The PM also confirmed he was to make a statement on Sunday, to set out his lockdown exit strategy, and said there could be some changes on Monday.
On Tuesday House Speaker Sir Lindsay Hoyle criticised the government for making the announcement on Sunday, saying "major government announcements should be made first in the House".
The PM said the announcement was being made on Sunday because "it will be a good thing" for people to be informed of what changes might be made, before they are imposed.
Sir Keir welcomed the exit strategy, something he has been calling for, for weeks.
The pair, and Westminster opposition leaders, will meet with Boris Johnson on Thursday to discuss the coronavirus response.

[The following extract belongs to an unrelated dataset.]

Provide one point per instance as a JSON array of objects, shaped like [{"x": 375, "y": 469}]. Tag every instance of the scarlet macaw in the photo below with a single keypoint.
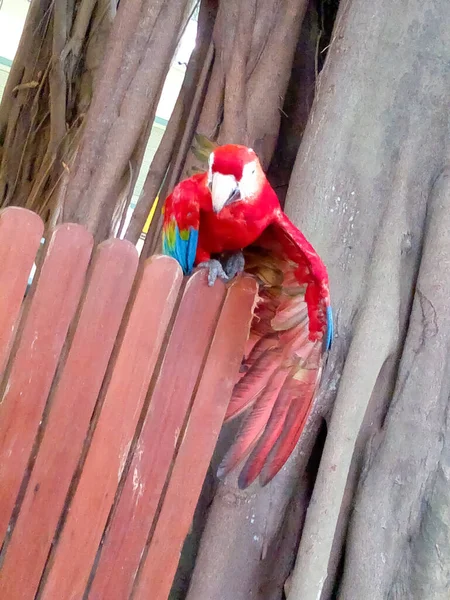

The Labour leader will raise the need for a “national consensus” on easing the lockdown based around keeping the public safe, a “mass expansion” of contact tracing and protecting key workers, his spokesman said.
At PMQs he also asked the prime minister about the "ongoing problems" with PPE and said "it is obvious that this problem is going to get even more acute if and when the Government ask people to return to work”.
The PM said problems in securing personal protective equipment were “enraging” but there was now a “massive plan to ramp up domestic supply”.
Mr Johnson was back in the Commons chamber for his first PMQs since catching coronavirus and later becoming a father to a newborn son.
Labour leader Sir Keir Starmer told the PM it was “good to see him back in Parliament” and congratulated him and his fiancee Carrie Symonds on the birth of their son Wilfred.
Mr Johnson has not taken questions in the Commons since March 25 before Parliament broke early for Easter as MPs struggled to keep their distance in the Palace of Westminster.
He returned to Downing Street last week after recovering from Covid-19, but Foreign Secretary Dominic Raab deputised for him in PMQs as Mr Johnson welcomed the birth of his new son.